The stage was bare except for two chairs and a small table, on top of which was a pitcher of water and two glasses. The talk's moderator, New Yorker Fiction Editor Deborah Treisman, sat on the one side. Haruki Murakami, his legs crossed, sat on the other. He was wearing a creamy beige suit over a white t-shirt so washed-faded the Tide laundry detergent brand in the centre of his chest was almost as white as the T-shirt itself.
His shoes, like a narrator from one of his novels, were red, also tremendously faded, sneakers.
His hands were in his lap and he spent much of the afternoon's talk looking down at them. When he looked up, to punctuate a point, say, you saw the full colour in his cheeks. He is in his late fifties, but all his marathon running and highly, highly disciplined life show in his glow. He looked healthy, happy. You don't get the sense this man knocks back Bukowskian quantities of cheap booze.
If Murakami drinks, (he does; read his first ten novels), he drinks the good stuff and he doesn't overdo it. If he's self-assured it's the good kind, the confident kind. None of that arrogant stuff.
You can't fake humility. Murakami was the self-effacing real deal, and this is a guy touted to win the Nobel Prize. It's not that he is so daft as to not realize how big a literary celebrity he is. But nor did he do as I'd seen Jhumpa Lahiri do at a New Yorker festival event two days earlier - so overwhelmed by her fame as to selfishly reject it, seeming to play that celebrity 'I hate that you love me' game.
Murakami wasn't rejecting anyone's thanks. Instead he was warmly receptive to it, like Audrey Hepburn's Roman Holiday princess saying "thank you" in that gloriously warm and generous way of hers.
I previously posted the New Yorker blog piece about Murakami's talk , thrilled as I was to be mentioned in it (I'm the Canadian). While it highlighted many of the anecdotal threads of wisdom the famous novelist had to give, it couldn't cover all the talk had to offer.
It mentioned Murakami outlining harmony as one of the essential elements in his fiction. What wasn't mentioned was the balance this man gives off not just in his prose but in his presence, the way he sits, the way he takes his time to think over a question; a long time before he will start to speak; an act he also is in no rush to babble through.
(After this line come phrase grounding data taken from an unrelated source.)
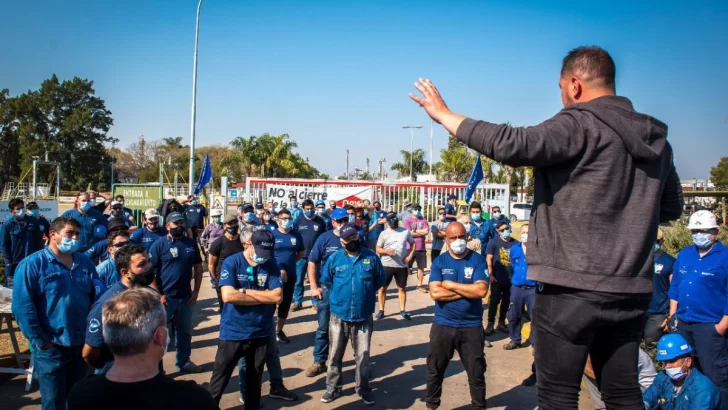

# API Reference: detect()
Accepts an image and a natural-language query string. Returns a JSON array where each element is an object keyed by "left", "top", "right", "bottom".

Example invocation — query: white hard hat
[
  {"left": 210, "top": 209, "right": 223, "bottom": 217},
  {"left": 687, "top": 210, "right": 718, "bottom": 230}
]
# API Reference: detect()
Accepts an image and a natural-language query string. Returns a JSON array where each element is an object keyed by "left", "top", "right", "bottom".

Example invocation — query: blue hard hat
[
  {"left": 656, "top": 333, "right": 693, "bottom": 361},
  {"left": 315, "top": 200, "right": 326, "bottom": 207},
  {"left": 331, "top": 208, "right": 348, "bottom": 220}
]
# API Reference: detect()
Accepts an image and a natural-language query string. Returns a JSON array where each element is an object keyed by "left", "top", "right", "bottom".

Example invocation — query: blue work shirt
[
  {"left": 130, "top": 226, "right": 168, "bottom": 252},
  {"left": 149, "top": 235, "right": 202, "bottom": 299},
  {"left": 669, "top": 242, "right": 728, "bottom": 324},
  {"left": 0, "top": 216, "right": 45, "bottom": 268},
  {"left": 485, "top": 216, "right": 511, "bottom": 243},
  {"left": 649, "top": 251, "right": 676, "bottom": 314},
  {"left": 367, "top": 210, "right": 387, "bottom": 242},
  {"left": 289, "top": 207, "right": 302, "bottom": 223},
  {"left": 184, "top": 204, "right": 208, "bottom": 229},
  {"left": 643, "top": 369, "right": 722, "bottom": 410},
  {"left": 469, "top": 219, "right": 489, "bottom": 244},
  {"left": 272, "top": 229, "right": 304, "bottom": 275},
  {"left": 11, "top": 248, "right": 95, "bottom": 349},
  {"left": 294, "top": 215, "right": 327, "bottom": 257},
  {"left": 429, "top": 251, "right": 489, "bottom": 328},
  {"left": 309, "top": 231, "right": 343, "bottom": 283},
  {"left": 263, "top": 221, "right": 278, "bottom": 231},
  {"left": 84, "top": 239, "right": 110, "bottom": 265},
  {"left": 218, "top": 254, "right": 282, "bottom": 341},
  {"left": 62, "top": 208, "right": 108, "bottom": 252},
  {"left": 85, "top": 281, "right": 128, "bottom": 350},
  {"left": 321, "top": 248, "right": 385, "bottom": 322},
  {"left": 95, "top": 258, "right": 120, "bottom": 291},
  {"left": 510, "top": 243, "right": 536, "bottom": 287},
  {"left": 430, "top": 221, "right": 450, "bottom": 251}
]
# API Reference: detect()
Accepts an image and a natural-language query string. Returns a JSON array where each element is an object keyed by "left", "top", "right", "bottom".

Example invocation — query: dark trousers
[
  {"left": 34, "top": 345, "right": 87, "bottom": 410},
  {"left": 487, "top": 280, "right": 510, "bottom": 325},
  {"left": 644, "top": 313, "right": 667, "bottom": 346},
  {"left": 532, "top": 284, "right": 649, "bottom": 410},
  {"left": 208, "top": 338, "right": 267, "bottom": 409},
  {"left": 277, "top": 272, "right": 296, "bottom": 320},
  {"left": 507, "top": 285, "right": 535, "bottom": 345},
  {"left": 426, "top": 324, "right": 487, "bottom": 410},
  {"left": 678, "top": 320, "right": 728, "bottom": 408}
]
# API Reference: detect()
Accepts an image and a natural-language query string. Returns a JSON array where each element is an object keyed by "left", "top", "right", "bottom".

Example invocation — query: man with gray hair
[{"left": 68, "top": 288, "right": 218, "bottom": 410}]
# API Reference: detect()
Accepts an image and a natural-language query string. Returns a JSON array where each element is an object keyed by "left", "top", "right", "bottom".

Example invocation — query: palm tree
[
  {"left": 162, "top": 136, "right": 184, "bottom": 149},
  {"left": 391, "top": 149, "right": 428, "bottom": 181}
]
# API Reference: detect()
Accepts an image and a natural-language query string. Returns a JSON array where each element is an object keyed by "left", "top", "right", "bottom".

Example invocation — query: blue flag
[
  {"left": 193, "top": 154, "right": 213, "bottom": 195},
  {"left": 465, "top": 156, "right": 484, "bottom": 203}
]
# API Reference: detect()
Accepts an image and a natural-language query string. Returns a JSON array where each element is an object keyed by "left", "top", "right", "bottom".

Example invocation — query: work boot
[
  {"left": 522, "top": 373, "right": 537, "bottom": 387},
  {"left": 483, "top": 323, "right": 494, "bottom": 336},
  {"left": 305, "top": 363, "right": 327, "bottom": 377},
  {"left": 496, "top": 322, "right": 508, "bottom": 333},
  {"left": 503, "top": 341, "right": 522, "bottom": 350},
  {"left": 290, "top": 303, "right": 303, "bottom": 312}
]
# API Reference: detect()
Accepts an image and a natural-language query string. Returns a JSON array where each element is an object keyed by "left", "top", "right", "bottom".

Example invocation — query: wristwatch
[{"left": 241, "top": 288, "right": 247, "bottom": 294}]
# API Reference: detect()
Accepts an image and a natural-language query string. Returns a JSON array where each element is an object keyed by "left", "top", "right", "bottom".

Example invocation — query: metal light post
[
  {"left": 429, "top": 119, "right": 434, "bottom": 177},
  {"left": 402, "top": 125, "right": 422, "bottom": 180},
  {"left": 189, "top": 0, "right": 204, "bottom": 195}
]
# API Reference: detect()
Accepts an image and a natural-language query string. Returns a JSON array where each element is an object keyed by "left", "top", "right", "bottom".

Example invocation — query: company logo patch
[
  {"left": 464, "top": 267, "right": 473, "bottom": 279},
  {"left": 170, "top": 247, "right": 178, "bottom": 258},
  {"left": 680, "top": 344, "right": 689, "bottom": 350},
  {"left": 314, "top": 225, "right": 320, "bottom": 231},
  {"left": 88, "top": 319, "right": 101, "bottom": 333},
  {"left": 291, "top": 238, "right": 297, "bottom": 246},
  {"left": 654, "top": 263, "right": 664, "bottom": 274},
  {"left": 220, "top": 270, "right": 230, "bottom": 280},
  {"left": 658, "top": 349, "right": 667, "bottom": 356},
  {"left": 363, "top": 259, "right": 371, "bottom": 265}
]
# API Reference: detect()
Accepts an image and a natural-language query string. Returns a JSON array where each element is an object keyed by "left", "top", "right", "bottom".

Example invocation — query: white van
[{"left": 509, "top": 202, "right": 532, "bottom": 222}]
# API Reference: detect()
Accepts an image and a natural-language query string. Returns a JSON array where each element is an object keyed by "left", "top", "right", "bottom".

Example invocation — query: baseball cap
[
  {"left": 339, "top": 223, "right": 359, "bottom": 240},
  {"left": 108, "top": 218, "right": 129, "bottom": 232},
  {"left": 26, "top": 201, "right": 39, "bottom": 209},
  {"left": 167, "top": 212, "right": 184, "bottom": 224},
  {"left": 315, "top": 200, "right": 325, "bottom": 207},
  {"left": 145, "top": 208, "right": 160, "bottom": 219},
  {"left": 255, "top": 202, "right": 264, "bottom": 210},
  {"left": 241, "top": 203, "right": 254, "bottom": 213},
  {"left": 210, "top": 209, "right": 223, "bottom": 217},
  {"left": 447, "top": 194, "right": 457, "bottom": 200},
  {"left": 223, "top": 214, "right": 237, "bottom": 224},
  {"left": 289, "top": 193, "right": 297, "bottom": 199},
  {"left": 110, "top": 201, "right": 123, "bottom": 208},
  {"left": 251, "top": 229, "right": 275, "bottom": 260},
  {"left": 331, "top": 208, "right": 348, "bottom": 220},
  {"left": 385, "top": 212, "right": 398, "bottom": 221}
]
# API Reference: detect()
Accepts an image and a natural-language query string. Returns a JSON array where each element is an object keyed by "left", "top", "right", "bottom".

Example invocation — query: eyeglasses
[
  {"left": 113, "top": 241, "right": 129, "bottom": 248},
  {"left": 692, "top": 229, "right": 714, "bottom": 235},
  {"left": 497, "top": 228, "right": 509, "bottom": 233}
]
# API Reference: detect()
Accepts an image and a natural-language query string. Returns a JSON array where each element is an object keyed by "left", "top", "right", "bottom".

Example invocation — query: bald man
[{"left": 426, "top": 222, "right": 490, "bottom": 410}]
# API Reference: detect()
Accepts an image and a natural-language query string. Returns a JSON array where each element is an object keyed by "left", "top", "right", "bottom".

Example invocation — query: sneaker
[
  {"left": 496, "top": 323, "right": 508, "bottom": 333},
  {"left": 305, "top": 363, "right": 327, "bottom": 377},
  {"left": 399, "top": 311, "right": 411, "bottom": 320},
  {"left": 290, "top": 303, "right": 303, "bottom": 312},
  {"left": 483, "top": 323, "right": 494, "bottom": 336},
  {"left": 503, "top": 341, "right": 522, "bottom": 350},
  {"left": 321, "top": 389, "right": 341, "bottom": 403},
  {"left": 178, "top": 361, "right": 204, "bottom": 373},
  {"left": 270, "top": 385, "right": 298, "bottom": 401},
  {"left": 359, "top": 391, "right": 376, "bottom": 405},
  {"left": 239, "top": 394, "right": 244, "bottom": 404},
  {"left": 522, "top": 373, "right": 537, "bottom": 387},
  {"left": 374, "top": 310, "right": 384, "bottom": 320},
  {"left": 276, "top": 330, "right": 290, "bottom": 344},
  {"left": 417, "top": 286, "right": 428, "bottom": 293}
]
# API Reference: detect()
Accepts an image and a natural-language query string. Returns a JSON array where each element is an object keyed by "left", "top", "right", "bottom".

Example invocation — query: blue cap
[
  {"left": 656, "top": 334, "right": 693, "bottom": 361},
  {"left": 331, "top": 208, "right": 348, "bottom": 220},
  {"left": 167, "top": 212, "right": 184, "bottom": 224},
  {"left": 315, "top": 200, "right": 325, "bottom": 207},
  {"left": 339, "top": 223, "right": 359, "bottom": 240}
]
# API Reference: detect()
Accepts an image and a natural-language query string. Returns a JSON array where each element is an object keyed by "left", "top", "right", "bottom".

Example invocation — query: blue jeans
[
  {"left": 507, "top": 285, "right": 536, "bottom": 345},
  {"left": 678, "top": 319, "right": 728, "bottom": 407},
  {"left": 293, "top": 259, "right": 308, "bottom": 304},
  {"left": 34, "top": 345, "right": 86, "bottom": 410},
  {"left": 313, "top": 288, "right": 331, "bottom": 365},
  {"left": 238, "top": 319, "right": 283, "bottom": 395},
  {"left": 165, "top": 296, "right": 193, "bottom": 368}
]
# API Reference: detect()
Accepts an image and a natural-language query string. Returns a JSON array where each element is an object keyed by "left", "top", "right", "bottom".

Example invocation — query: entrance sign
[{"left": 113, "top": 185, "right": 162, "bottom": 211}]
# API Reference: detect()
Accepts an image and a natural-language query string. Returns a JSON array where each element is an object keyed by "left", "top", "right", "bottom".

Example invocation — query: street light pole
[
  {"left": 189, "top": 0, "right": 204, "bottom": 195},
  {"left": 402, "top": 125, "right": 422, "bottom": 181},
  {"left": 429, "top": 119, "right": 434, "bottom": 178}
]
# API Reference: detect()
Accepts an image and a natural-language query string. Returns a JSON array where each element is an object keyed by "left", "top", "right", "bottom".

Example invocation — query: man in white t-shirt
[{"left": 374, "top": 212, "right": 416, "bottom": 320}]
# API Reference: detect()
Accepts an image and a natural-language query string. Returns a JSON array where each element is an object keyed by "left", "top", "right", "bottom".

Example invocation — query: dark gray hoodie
[{"left": 456, "top": 95, "right": 683, "bottom": 294}]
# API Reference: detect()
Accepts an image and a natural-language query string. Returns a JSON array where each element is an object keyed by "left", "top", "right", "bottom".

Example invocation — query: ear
[
  {"left": 571, "top": 77, "right": 582, "bottom": 100},
  {"left": 153, "top": 326, "right": 168, "bottom": 347}
]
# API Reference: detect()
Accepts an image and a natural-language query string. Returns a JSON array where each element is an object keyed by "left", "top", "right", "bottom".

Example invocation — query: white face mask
[
  {"left": 450, "top": 239, "right": 467, "bottom": 254},
  {"left": 521, "top": 233, "right": 528, "bottom": 243}
]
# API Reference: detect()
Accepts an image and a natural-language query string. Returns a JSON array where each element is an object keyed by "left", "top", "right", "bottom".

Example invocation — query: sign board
[
  {"left": 265, "top": 184, "right": 372, "bottom": 207},
  {"left": 210, "top": 195, "right": 226, "bottom": 213},
  {"left": 0, "top": 200, "right": 58, "bottom": 220},
  {"left": 113, "top": 185, "right": 162, "bottom": 211},
  {"left": 229, "top": 189, "right": 238, "bottom": 198}
]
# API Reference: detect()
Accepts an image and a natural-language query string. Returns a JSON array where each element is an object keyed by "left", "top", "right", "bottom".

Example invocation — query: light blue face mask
[
  {"left": 280, "top": 219, "right": 293, "bottom": 230},
  {"left": 653, "top": 242, "right": 661, "bottom": 253},
  {"left": 692, "top": 233, "right": 712, "bottom": 249},
  {"left": 348, "top": 215, "right": 355, "bottom": 223},
  {"left": 244, "top": 212, "right": 255, "bottom": 222},
  {"left": 500, "top": 229, "right": 512, "bottom": 239},
  {"left": 58, "top": 237, "right": 79, "bottom": 254},
  {"left": 252, "top": 253, "right": 268, "bottom": 265},
  {"left": 493, "top": 211, "right": 502, "bottom": 219},
  {"left": 665, "top": 366, "right": 687, "bottom": 381},
  {"left": 79, "top": 201, "right": 92, "bottom": 212},
  {"left": 28, "top": 209, "right": 40, "bottom": 217},
  {"left": 214, "top": 217, "right": 222, "bottom": 223},
  {"left": 15, "top": 208, "right": 25, "bottom": 218},
  {"left": 415, "top": 211, "right": 423, "bottom": 218},
  {"left": 304, "top": 210, "right": 315, "bottom": 218}
]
Murakami doesn't babble.
This guy who drinks little, is early to bed and obscenely early (as early as 3am) to rise, described all of his working endeavours, including writing, translating and revising, as fun! That he used the word 'fun' was mentioned in the blog. What wasn't was how childlike sincere he came across when saying it, or the number of times he said it (I've no idea, but it was a lot.)
One final addition to the online New Yorker piece was an audience member's astute observation that reading Murakami is a calming experience. Perhaps that explains why so many fans read not one but all of the guys novels. This not to say his stories are without their darkness. They almost all delve deeply down the dark well. Yet even in the digging there remains a seemingly contradictory serenity. Murakami so embodies a spiritual calm it all but changed the way we audience members breathed for a couple hours of a Sunday afternoon (I don't even think I'm exaggerating). Though he never discusses religion, and as far as I know is not in any way a religious man or even affliated with any religion, I think his grandfather was a Buddhist priest. This seems pertinent.
Speaking of Buddhism, I doubt I am the only person to walk away from watching their favourite living writer wishing that they too could diminish their ego to that degree.